Вирджиния Вулф - Волны
Вот я и наслушался их разговоров. Они ушли. Я один. Я могу без конца смотреть на огонь, он горит, горит, так купола горят, или бездна; вдруг полено какое-нибудь прикинется эшафотом, и западней, и долиной счастья; теперь свернулось, обернулось змеей, малиновой, в белых чешуйках. Апельсин на шторе взбухает у попугая под клювом. Пи-и, пи-и, - жужжит огонь, как жужжат в глубине леса букашки. Пи-и, пи-и, он трещит, а за окном ветки гребут по небу и картечным залпом обрушивается дерево. Звуки лондонской ночи. А потом я слышу тот единственный звук, которого я жду. Он ближе, ближе, подходит, запинается, останавливается у двери. Я кричу: "Войди. Посиди со мною. Посиди на краешке этого кресла". Не вынеся старого обмана души, я кричу: "Иди же, иди ко мне".

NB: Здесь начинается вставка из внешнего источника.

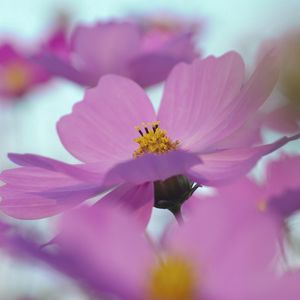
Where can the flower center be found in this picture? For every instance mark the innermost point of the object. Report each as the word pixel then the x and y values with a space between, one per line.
pixel 16 77
pixel 172 279
pixel 153 140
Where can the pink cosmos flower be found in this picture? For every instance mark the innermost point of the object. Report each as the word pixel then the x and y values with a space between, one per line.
pixel 217 254
pixel 121 48
pixel 279 194
pixel 185 145
pixel 282 112
pixel 18 74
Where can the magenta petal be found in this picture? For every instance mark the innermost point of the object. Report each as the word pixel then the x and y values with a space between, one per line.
pixel 224 166
pixel 105 121
pixel 151 167
pixel 138 199
pixel 111 252
pixel 158 66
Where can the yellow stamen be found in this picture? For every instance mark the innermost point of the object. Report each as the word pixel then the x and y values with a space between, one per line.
pixel 172 279
pixel 153 140
pixel 16 78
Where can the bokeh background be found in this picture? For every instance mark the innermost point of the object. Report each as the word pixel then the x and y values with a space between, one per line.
pixel 29 126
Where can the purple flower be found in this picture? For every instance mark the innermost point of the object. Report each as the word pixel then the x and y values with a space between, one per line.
pixel 123 48
pixel 278 194
pixel 122 143
pixel 18 74
pixel 217 254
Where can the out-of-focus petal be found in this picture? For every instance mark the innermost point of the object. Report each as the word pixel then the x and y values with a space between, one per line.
pixel 224 166
pixel 21 196
pixel 283 174
pixel 234 241
pixel 108 248
pixel 113 46
pixel 105 121
pixel 138 199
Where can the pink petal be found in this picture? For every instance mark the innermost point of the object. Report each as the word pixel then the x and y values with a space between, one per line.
pixel 159 61
pixel 138 199
pixel 283 119
pixel 81 172
pixel 283 174
pixel 21 198
pixel 224 166
pixel 114 45
pixel 111 250
pixel 196 94
pixel 231 251
pixel 58 67
pixel 105 121
pixel 242 191
pixel 216 103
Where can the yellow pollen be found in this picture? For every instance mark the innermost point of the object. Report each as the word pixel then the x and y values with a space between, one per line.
pixel 172 279
pixel 16 78
pixel 153 140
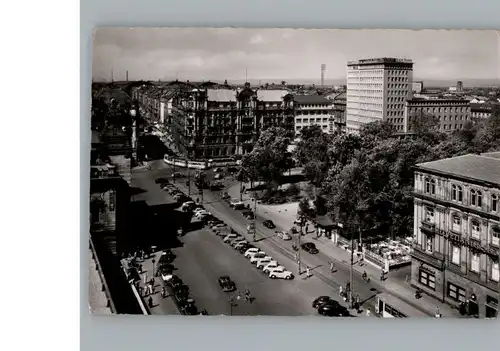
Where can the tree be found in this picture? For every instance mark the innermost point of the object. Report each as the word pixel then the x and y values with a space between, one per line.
pixel 269 158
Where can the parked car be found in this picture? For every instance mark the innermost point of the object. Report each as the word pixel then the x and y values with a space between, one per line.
pixel 261 263
pixel 280 273
pixel 283 235
pixel 257 256
pixel 310 248
pixel 226 284
pixel 321 300
pixel 333 309
pixel 269 224
pixel 270 266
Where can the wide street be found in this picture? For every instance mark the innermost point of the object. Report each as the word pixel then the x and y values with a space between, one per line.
pixel 322 282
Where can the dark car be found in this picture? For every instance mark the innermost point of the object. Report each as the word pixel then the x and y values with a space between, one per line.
pixel 309 247
pixel 245 247
pixel 164 269
pixel 333 309
pixel 226 284
pixel 269 224
pixel 321 301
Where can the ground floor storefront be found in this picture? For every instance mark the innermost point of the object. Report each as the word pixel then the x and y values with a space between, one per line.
pixel 471 297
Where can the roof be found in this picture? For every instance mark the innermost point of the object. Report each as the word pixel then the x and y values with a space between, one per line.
pixel 311 99
pixel 324 221
pixel 494 154
pixel 221 95
pixel 473 167
pixel 271 95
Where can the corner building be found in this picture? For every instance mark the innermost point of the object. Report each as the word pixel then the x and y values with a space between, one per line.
pixel 377 90
pixel 456 231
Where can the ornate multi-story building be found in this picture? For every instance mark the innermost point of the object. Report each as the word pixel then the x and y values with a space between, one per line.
pixel 313 110
pixel 220 123
pixel 457 231
pixel 377 90
pixel 450 113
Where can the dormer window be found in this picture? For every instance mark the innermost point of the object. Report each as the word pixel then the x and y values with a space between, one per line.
pixel 430 186
pixel 457 193
pixel 476 198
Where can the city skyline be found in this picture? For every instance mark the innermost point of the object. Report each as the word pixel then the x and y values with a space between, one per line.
pixel 238 54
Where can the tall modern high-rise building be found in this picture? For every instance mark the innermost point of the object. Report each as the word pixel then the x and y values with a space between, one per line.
pixel 377 90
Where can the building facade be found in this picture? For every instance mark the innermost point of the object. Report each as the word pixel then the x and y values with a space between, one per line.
pixel 222 123
pixel 313 110
pixel 377 90
pixel 480 111
pixel 457 231
pixel 451 114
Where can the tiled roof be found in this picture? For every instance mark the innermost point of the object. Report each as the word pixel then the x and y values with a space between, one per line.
pixel 221 95
pixel 474 167
pixel 311 99
pixel 271 95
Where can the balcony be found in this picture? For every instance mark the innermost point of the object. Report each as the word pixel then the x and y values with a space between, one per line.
pixel 428 227
pixel 103 172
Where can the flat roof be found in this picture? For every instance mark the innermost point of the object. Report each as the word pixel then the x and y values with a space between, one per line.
pixel 312 99
pixel 473 167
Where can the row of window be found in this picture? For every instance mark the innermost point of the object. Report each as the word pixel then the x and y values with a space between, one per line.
pixel 475 226
pixel 312 120
pixel 457 194
pixel 440 109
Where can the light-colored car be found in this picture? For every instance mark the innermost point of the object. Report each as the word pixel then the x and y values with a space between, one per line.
pixel 237 241
pixel 230 237
pixel 263 262
pixel 252 251
pixel 271 265
pixel 240 244
pixel 283 235
pixel 280 273
pixel 257 256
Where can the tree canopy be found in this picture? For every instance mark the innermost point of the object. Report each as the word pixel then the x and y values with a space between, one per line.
pixel 269 158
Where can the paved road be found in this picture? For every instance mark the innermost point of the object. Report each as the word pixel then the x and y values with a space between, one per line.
pixel 204 258
pixel 282 251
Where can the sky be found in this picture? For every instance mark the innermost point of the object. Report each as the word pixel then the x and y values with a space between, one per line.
pixel 198 54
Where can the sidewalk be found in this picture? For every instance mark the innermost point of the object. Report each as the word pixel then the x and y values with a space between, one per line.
pixel 160 305
pixel 283 215
pixel 394 286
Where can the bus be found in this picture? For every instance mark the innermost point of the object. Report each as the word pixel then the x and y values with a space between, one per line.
pixel 387 306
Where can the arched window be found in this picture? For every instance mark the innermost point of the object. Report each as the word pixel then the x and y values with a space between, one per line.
pixel 476 198
pixel 476 229
pixel 456 193
pixel 430 186
pixel 456 223
pixel 494 203
pixel 495 236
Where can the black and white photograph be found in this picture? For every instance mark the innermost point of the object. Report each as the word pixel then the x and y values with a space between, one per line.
pixel 295 172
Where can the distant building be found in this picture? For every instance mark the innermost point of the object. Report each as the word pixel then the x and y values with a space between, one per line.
pixel 451 113
pixel 339 115
pixel 480 111
pixel 456 246
pixel 377 90
pixel 313 110
pixel 417 87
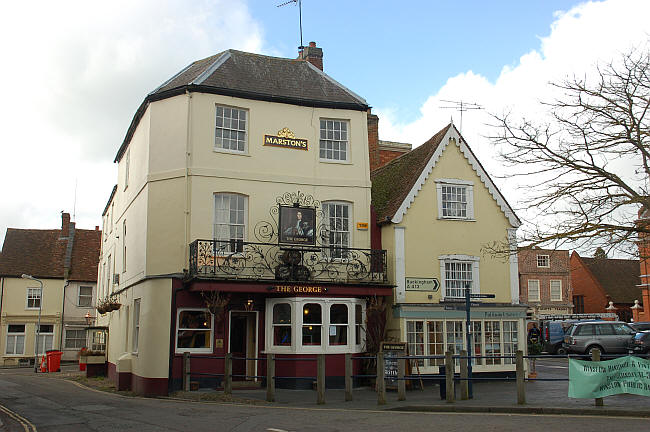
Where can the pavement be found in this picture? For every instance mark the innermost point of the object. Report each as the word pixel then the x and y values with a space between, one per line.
pixel 494 396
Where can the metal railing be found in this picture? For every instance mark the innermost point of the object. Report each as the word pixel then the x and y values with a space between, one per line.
pixel 237 259
pixel 448 380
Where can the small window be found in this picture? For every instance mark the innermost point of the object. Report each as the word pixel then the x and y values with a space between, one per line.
pixel 230 217
pixel 556 290
pixel 533 290
pixel 230 130
pixel 338 333
pixel 338 220
pixel 455 199
pixel 33 298
pixel 334 140
pixel 75 338
pixel 85 296
pixel 15 339
pixel 194 332
pixel 311 324
pixel 282 324
pixel 542 261
pixel 136 324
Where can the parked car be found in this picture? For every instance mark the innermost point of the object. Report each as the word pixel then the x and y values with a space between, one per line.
pixel 641 326
pixel 607 336
pixel 553 335
pixel 640 343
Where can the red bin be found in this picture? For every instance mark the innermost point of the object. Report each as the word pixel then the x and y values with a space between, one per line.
pixel 54 360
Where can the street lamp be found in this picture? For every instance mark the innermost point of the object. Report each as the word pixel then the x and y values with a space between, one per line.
pixel 38 327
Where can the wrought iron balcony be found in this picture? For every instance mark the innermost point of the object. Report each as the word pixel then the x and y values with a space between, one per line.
pixel 238 259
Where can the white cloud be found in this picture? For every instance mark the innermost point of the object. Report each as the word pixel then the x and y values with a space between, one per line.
pixel 591 33
pixel 74 73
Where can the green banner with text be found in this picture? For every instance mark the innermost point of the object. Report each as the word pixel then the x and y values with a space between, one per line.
pixel 589 379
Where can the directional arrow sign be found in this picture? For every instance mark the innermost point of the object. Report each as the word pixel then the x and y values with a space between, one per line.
pixel 482 295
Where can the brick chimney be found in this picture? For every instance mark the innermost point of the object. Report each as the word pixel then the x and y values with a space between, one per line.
pixel 373 141
pixel 312 54
pixel 65 224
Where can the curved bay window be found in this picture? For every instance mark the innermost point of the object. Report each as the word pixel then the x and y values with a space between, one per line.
pixel 194 331
pixel 282 324
pixel 315 326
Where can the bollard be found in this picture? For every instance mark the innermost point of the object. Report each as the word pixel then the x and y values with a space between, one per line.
pixel 595 356
pixel 270 378
pixel 320 379
pixel 449 378
pixel 227 375
pixel 521 389
pixel 186 371
pixel 401 382
pixel 381 384
pixel 464 383
pixel 348 377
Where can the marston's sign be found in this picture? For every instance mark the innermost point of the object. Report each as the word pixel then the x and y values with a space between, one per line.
pixel 298 289
pixel 286 138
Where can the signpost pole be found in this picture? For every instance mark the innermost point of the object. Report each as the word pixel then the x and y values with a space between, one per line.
pixel 468 336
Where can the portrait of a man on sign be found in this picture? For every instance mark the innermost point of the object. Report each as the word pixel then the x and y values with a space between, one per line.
pixel 297 225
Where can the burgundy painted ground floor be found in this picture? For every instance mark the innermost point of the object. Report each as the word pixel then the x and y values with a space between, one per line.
pixel 292 321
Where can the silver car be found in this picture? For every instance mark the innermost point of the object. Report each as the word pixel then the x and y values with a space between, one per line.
pixel 607 336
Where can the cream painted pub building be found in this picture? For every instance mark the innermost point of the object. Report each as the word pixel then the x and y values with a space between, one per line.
pixel 438 208
pixel 240 223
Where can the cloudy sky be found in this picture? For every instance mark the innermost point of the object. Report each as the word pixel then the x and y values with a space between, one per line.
pixel 75 72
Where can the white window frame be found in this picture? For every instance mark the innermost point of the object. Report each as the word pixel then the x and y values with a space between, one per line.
pixel 538 296
pixel 230 223
pixel 296 347
pixel 506 345
pixel 324 139
pixel 42 341
pixel 543 258
pixel 473 260
pixel 15 336
pixel 66 338
pixel 137 304
pixel 79 296
pixel 349 231
pixel 558 287
pixel 38 297
pixel 218 147
pixel 469 195
pixel 208 350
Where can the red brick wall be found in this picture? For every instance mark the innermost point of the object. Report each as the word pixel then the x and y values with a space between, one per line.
pixel 585 285
pixel 558 270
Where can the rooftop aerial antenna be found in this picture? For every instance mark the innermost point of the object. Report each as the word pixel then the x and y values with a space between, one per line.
pixel 462 107
pixel 299 3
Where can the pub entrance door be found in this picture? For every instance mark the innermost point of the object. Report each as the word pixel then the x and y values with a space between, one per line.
pixel 242 343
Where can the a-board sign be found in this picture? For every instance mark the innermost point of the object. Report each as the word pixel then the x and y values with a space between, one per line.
pixel 391 351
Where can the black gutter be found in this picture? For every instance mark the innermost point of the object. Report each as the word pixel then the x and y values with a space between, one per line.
pixel 227 92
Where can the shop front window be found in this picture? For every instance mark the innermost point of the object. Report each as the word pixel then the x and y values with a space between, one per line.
pixel 311 324
pixel 194 332
pixel 338 332
pixel 282 324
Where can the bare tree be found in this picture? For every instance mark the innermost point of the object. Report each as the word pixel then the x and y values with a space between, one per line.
pixel 587 167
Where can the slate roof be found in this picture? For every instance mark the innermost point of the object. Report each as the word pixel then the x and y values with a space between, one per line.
pixel 618 277
pixel 392 182
pixel 41 253
pixel 254 76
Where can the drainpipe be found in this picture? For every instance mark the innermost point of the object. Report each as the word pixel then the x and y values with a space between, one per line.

- Я возвращаюсь из офиса, - Луис говорил, - сюда вешаю пальто, туда ставлю стек - приятно воображать, будто Ришелье ходил с такой же точно тростью. Слагаю с себя, так сказать, атрибуты власти. Я сидел за полированным столом одесную директора. Карты наших успешных свершений смотрели на нас со стен. Мы оплели мир сетью своих кораблей. Перевязали весь глобус нитями. Меня немыслимо ценят. Все юные дамы в нашем офисе оживляются, когда я вхожу. Я могу теперь ужинать где вздумается и без ложной скромности полагаю, что скоро заведу себе дом в Суррее, два автомобиля, зимний сад и немыслимые какие-то дыни. И все-таки я снова, снова прихожу к себе на чердак, вешаю шляпу и в одиночестве продолжаю странный опыт, которым занят с тех пор, как впервые стукнул кулаком по той, крашенной под дуб двери моего наставника. Я раскрываю маленькую книжицу. Читаю одно стихотворение. Одно - и довольно.
О ветр осенний...
О, ветр осенний, ты не в ладах с моим столом красного дерева, и с устрицами, и - увы, увы, - с пошлостью моей любовницы, актрисульки, которая так и не выучилась как человек говорить по-английски...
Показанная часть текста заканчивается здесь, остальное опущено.